Spending the evening alone, while the hubby has gone out to lead Bible-study for tonight's CG after some hours of preparation this afternoon. His commitment and diligence really shame me sometimes.
I cannot imagine leading/facilitating Bible studies weekend after weekend - especially when one's got another full-time job to do for the rest of the week and house-chores/errands to run during the weekend. (Therefore, I honestly think that Ben is super-man!) Preparing for a Bible-study is one thing... preparing yourself mentally to lead Bible-study is another. I am not very good at interactive sessions and getting everybody involved in discussions - or perhaps, awkward silences are scary. I shudder at the thought of myself leading Bible-study...and so, I am full of admiration for my hubby. I really like how his Bible-studies are never long-winded or overly scholarly! They stimulate your mind just enough, so that you go home meditating on the Word, reflecting on your life... and calling out to God (at least for me).

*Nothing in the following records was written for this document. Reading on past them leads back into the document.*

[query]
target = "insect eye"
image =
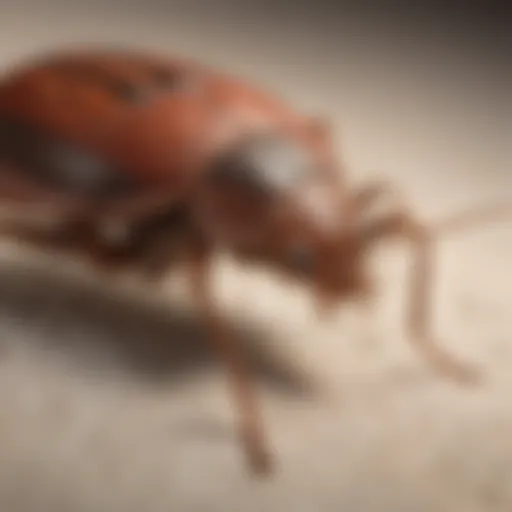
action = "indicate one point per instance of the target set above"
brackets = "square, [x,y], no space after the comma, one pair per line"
[302,258]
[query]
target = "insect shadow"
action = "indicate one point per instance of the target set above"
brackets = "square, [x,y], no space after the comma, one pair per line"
[152,342]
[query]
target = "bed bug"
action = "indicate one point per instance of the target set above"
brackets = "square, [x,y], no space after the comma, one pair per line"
[137,161]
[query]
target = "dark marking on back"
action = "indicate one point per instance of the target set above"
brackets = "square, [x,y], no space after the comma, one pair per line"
[154,80]
[58,163]
[265,164]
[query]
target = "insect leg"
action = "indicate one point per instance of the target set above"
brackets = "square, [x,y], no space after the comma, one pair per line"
[418,321]
[251,424]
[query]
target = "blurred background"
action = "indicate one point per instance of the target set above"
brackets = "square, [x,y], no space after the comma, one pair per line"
[109,398]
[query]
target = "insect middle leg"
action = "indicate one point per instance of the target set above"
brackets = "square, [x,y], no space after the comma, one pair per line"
[251,422]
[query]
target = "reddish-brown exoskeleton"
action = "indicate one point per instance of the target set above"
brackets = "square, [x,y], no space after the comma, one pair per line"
[137,161]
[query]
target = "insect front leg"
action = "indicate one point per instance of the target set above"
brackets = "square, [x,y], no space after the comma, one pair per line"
[251,422]
[418,321]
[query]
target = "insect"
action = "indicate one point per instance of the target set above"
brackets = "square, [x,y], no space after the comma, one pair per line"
[138,161]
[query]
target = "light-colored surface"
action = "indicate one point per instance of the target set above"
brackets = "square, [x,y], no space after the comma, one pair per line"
[96,414]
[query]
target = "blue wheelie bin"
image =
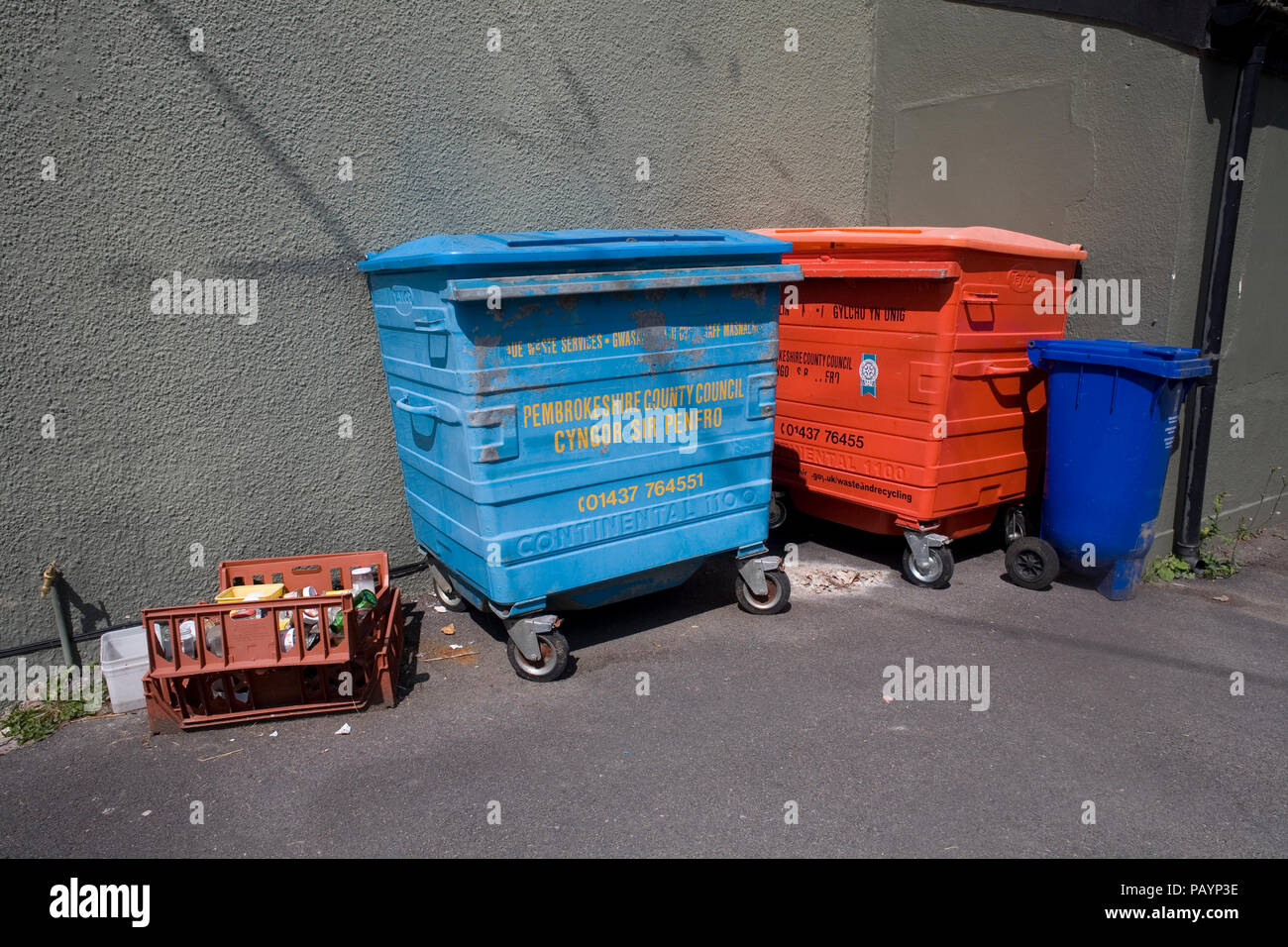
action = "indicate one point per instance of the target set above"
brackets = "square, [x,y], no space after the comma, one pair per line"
[583,416]
[1113,411]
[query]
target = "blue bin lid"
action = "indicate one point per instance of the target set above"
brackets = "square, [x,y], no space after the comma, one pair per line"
[567,247]
[1163,361]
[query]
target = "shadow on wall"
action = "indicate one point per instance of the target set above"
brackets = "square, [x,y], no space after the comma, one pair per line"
[273,155]
[1017,150]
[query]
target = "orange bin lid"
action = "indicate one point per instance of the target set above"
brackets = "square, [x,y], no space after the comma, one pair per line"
[990,239]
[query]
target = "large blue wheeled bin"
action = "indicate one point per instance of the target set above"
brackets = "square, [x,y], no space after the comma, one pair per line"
[583,415]
[1113,410]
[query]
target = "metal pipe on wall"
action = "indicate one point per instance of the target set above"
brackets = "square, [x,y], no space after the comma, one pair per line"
[1209,331]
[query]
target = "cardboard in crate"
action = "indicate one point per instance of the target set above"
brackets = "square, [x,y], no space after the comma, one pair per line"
[263,656]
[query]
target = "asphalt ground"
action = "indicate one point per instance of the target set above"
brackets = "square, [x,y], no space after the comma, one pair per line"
[747,719]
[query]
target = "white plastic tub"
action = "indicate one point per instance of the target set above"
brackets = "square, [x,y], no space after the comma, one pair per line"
[124,655]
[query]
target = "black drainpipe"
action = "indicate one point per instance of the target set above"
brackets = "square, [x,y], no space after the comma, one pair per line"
[1209,330]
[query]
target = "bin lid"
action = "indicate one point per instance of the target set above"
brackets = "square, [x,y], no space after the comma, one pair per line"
[991,239]
[1163,361]
[568,247]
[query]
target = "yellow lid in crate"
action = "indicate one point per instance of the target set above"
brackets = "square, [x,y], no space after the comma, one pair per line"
[252,592]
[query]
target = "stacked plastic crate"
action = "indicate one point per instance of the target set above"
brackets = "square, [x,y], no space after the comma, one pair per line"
[284,637]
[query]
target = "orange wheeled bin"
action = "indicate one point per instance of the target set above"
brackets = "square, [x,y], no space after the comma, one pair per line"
[906,397]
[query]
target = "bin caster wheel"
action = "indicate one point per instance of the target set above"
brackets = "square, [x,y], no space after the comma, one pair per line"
[936,575]
[1031,564]
[1014,525]
[778,591]
[554,657]
[447,596]
[778,510]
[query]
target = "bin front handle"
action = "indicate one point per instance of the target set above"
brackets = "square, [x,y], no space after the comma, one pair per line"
[625,281]
[438,410]
[978,369]
[881,269]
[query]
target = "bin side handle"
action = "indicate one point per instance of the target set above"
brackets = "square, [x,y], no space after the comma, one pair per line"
[438,410]
[626,281]
[883,269]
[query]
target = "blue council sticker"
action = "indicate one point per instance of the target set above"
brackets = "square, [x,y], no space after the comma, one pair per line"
[868,375]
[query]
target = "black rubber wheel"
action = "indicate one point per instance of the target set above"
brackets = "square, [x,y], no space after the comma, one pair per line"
[554,657]
[780,509]
[1031,564]
[1016,525]
[447,596]
[778,591]
[939,574]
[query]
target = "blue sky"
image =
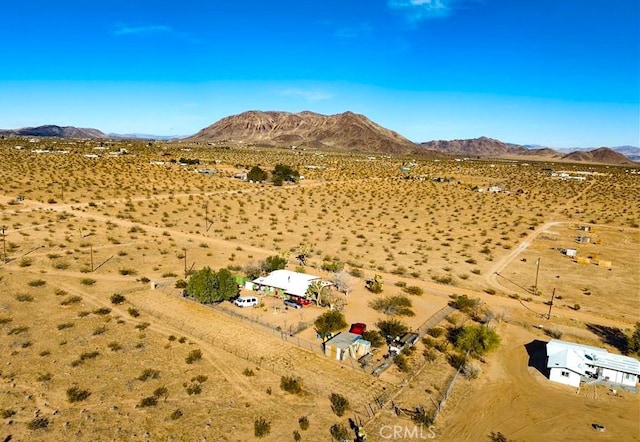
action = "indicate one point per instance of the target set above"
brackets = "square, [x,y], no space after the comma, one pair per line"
[560,73]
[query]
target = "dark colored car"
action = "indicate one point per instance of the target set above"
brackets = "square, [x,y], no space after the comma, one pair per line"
[292,303]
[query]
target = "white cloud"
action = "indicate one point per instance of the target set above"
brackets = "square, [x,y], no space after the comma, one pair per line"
[122,29]
[418,10]
[307,94]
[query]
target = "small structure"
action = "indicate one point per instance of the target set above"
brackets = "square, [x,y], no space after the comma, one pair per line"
[346,345]
[284,283]
[570,364]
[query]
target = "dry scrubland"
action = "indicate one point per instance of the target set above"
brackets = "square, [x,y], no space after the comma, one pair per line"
[131,221]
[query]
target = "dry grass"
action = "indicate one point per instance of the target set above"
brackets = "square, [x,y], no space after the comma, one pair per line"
[118,223]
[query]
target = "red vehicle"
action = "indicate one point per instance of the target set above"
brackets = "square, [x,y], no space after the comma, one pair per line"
[358,328]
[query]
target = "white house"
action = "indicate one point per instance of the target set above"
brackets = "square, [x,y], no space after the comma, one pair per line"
[284,282]
[570,363]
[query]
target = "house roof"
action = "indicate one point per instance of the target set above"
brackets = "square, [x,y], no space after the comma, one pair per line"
[569,359]
[343,340]
[563,354]
[293,283]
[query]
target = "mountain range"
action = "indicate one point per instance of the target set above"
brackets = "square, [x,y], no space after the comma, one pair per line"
[346,132]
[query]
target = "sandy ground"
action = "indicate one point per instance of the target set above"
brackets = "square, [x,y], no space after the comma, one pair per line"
[126,219]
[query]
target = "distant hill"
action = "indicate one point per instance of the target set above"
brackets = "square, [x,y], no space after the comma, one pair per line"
[482,146]
[603,155]
[55,131]
[346,132]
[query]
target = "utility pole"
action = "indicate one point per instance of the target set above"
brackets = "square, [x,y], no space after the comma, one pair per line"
[553,295]
[185,264]
[535,286]
[206,216]
[4,245]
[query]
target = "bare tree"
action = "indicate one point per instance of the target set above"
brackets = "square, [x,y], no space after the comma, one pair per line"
[342,281]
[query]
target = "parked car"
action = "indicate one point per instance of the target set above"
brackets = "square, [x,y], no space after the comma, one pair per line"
[246,301]
[292,303]
[358,328]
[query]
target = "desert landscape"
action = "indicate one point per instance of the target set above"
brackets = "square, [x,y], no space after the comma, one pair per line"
[101,235]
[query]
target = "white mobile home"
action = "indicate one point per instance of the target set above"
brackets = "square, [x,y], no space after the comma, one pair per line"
[570,363]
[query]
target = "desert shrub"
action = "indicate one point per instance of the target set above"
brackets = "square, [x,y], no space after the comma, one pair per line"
[329,322]
[498,437]
[25,261]
[142,326]
[303,421]
[464,303]
[423,417]
[193,388]
[476,339]
[6,413]
[470,371]
[339,432]
[393,305]
[193,356]
[74,299]
[114,346]
[446,279]
[374,337]
[413,290]
[199,378]
[38,423]
[291,384]
[148,373]
[117,298]
[402,363]
[339,404]
[75,394]
[44,377]
[429,355]
[17,330]
[24,297]
[555,333]
[149,401]
[261,427]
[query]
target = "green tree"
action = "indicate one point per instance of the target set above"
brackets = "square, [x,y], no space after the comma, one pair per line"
[329,322]
[203,285]
[283,173]
[275,262]
[476,339]
[227,286]
[256,174]
[207,286]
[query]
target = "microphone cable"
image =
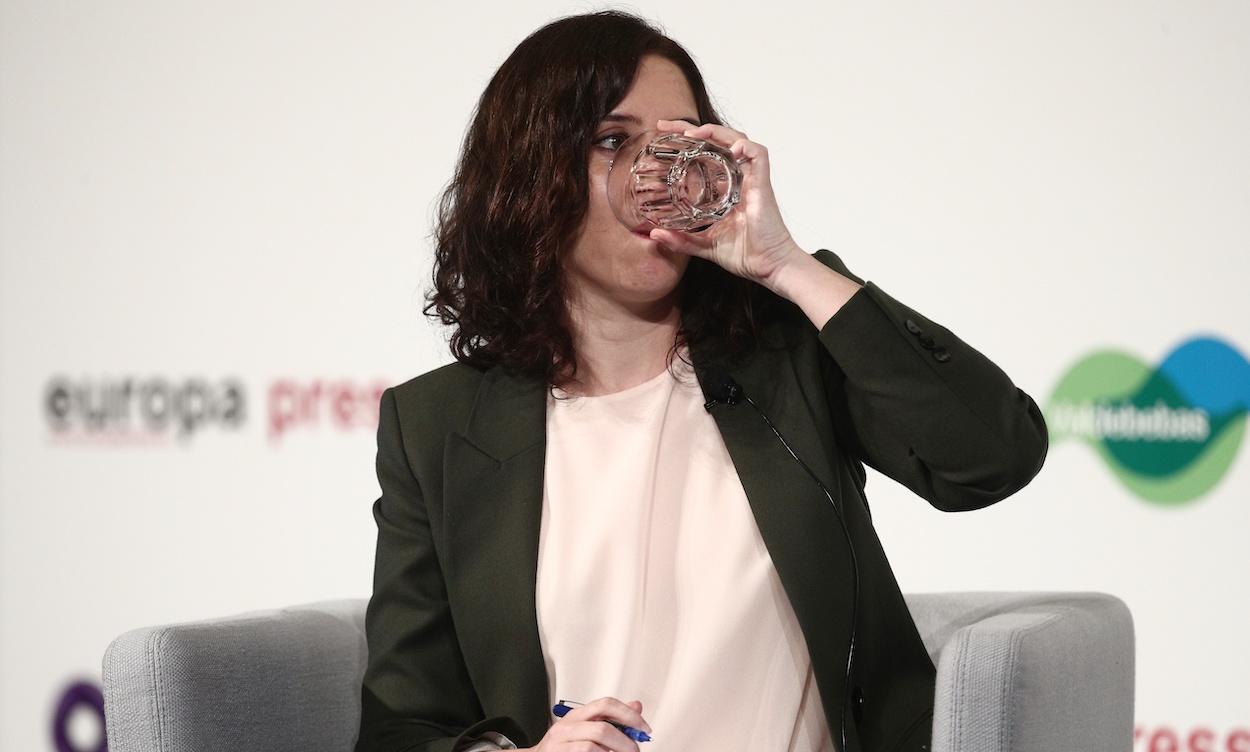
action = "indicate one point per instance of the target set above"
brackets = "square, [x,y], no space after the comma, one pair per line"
[730,395]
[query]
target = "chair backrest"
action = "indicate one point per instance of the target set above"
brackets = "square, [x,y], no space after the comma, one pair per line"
[285,678]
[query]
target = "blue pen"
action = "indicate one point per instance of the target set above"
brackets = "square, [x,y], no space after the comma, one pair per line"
[563,707]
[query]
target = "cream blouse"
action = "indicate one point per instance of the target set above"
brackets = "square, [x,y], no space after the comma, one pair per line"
[655,585]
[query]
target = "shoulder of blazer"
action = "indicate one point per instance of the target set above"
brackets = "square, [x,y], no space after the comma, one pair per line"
[429,407]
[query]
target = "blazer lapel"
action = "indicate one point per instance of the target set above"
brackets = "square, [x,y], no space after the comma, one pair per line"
[798,524]
[493,505]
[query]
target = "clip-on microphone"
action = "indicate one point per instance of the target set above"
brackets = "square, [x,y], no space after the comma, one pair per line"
[720,389]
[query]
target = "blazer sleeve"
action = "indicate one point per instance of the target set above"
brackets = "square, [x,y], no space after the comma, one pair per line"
[918,404]
[416,695]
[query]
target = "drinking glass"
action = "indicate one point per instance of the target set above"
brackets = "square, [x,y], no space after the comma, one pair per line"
[673,181]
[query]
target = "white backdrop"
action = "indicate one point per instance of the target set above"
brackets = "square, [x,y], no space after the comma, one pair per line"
[228,204]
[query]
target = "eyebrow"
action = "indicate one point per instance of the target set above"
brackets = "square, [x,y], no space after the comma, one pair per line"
[635,120]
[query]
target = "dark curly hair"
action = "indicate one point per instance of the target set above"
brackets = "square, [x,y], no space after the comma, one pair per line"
[520,192]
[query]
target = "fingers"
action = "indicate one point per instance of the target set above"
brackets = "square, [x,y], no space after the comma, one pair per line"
[681,242]
[611,710]
[585,728]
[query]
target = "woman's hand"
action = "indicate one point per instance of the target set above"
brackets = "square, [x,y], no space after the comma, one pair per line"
[751,241]
[584,728]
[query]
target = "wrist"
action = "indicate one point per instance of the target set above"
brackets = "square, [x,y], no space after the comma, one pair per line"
[791,262]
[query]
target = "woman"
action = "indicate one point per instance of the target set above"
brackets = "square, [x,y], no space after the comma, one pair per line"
[563,517]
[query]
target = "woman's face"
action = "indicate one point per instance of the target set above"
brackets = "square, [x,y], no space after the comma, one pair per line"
[610,265]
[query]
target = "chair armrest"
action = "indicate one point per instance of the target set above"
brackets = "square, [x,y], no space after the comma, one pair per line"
[1029,671]
[285,678]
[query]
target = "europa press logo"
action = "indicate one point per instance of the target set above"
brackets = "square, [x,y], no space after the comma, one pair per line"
[1169,432]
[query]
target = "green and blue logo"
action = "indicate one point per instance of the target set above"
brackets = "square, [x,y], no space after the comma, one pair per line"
[1169,432]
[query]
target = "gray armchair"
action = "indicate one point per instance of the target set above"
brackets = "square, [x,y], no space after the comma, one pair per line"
[1016,672]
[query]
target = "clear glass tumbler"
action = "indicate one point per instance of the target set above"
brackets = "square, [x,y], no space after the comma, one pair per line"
[673,181]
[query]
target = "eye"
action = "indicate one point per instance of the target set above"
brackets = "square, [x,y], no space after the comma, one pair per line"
[611,141]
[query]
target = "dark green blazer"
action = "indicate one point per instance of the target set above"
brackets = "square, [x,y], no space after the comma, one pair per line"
[451,628]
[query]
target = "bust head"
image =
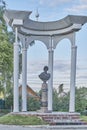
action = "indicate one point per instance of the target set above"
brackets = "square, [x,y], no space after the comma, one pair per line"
[44,76]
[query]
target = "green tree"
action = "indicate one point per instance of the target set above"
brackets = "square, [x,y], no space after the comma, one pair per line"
[6,55]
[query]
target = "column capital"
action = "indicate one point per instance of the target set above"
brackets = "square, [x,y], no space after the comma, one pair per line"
[73,46]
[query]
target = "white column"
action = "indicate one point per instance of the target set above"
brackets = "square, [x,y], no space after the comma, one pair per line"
[50,82]
[73,79]
[16,74]
[24,79]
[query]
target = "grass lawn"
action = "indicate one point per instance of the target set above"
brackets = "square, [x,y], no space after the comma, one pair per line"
[84,118]
[21,120]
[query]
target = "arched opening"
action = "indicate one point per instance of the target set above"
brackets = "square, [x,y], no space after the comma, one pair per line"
[37,58]
[62,65]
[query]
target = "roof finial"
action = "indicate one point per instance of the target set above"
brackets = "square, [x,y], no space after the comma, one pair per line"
[37,15]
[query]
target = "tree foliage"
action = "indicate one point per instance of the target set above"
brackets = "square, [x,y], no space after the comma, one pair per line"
[6,55]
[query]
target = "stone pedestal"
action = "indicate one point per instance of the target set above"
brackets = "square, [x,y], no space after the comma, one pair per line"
[44,98]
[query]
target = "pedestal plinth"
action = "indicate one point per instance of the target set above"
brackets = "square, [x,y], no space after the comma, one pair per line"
[44,98]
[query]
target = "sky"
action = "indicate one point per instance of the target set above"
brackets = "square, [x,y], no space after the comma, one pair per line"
[52,10]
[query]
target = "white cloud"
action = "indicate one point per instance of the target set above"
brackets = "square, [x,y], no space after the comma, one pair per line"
[78,8]
[54,2]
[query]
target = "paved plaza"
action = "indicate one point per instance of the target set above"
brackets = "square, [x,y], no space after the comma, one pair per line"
[63,127]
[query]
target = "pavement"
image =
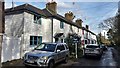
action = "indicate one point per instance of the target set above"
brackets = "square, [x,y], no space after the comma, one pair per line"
[106,61]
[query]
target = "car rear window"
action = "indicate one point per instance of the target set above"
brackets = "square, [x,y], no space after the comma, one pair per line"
[91,46]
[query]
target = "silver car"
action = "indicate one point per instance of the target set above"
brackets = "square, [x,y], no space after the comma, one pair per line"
[47,54]
[93,50]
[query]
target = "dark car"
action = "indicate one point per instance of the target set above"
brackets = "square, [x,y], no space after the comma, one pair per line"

Give me a paper/article/book to write anytime. *Just kidding*
Ben and I are really different people.
I have opted to rest at home instead of joining CG this weekend, because I am badly in need of some time alone after a week of hard, brain-wringing work on one passage in the Bible - Gal 4:1-11 - a.k.a my interpretation project. Or you can say that the introvert in me needs some refreshing, energizing, revitalizing time in solitude. Some time alone to challenge my "giants", with God's help. Some time alone to ponder, muse and be inspired. Some time alone to work on my spiritual formation assignment, study Korean grammar and play piano.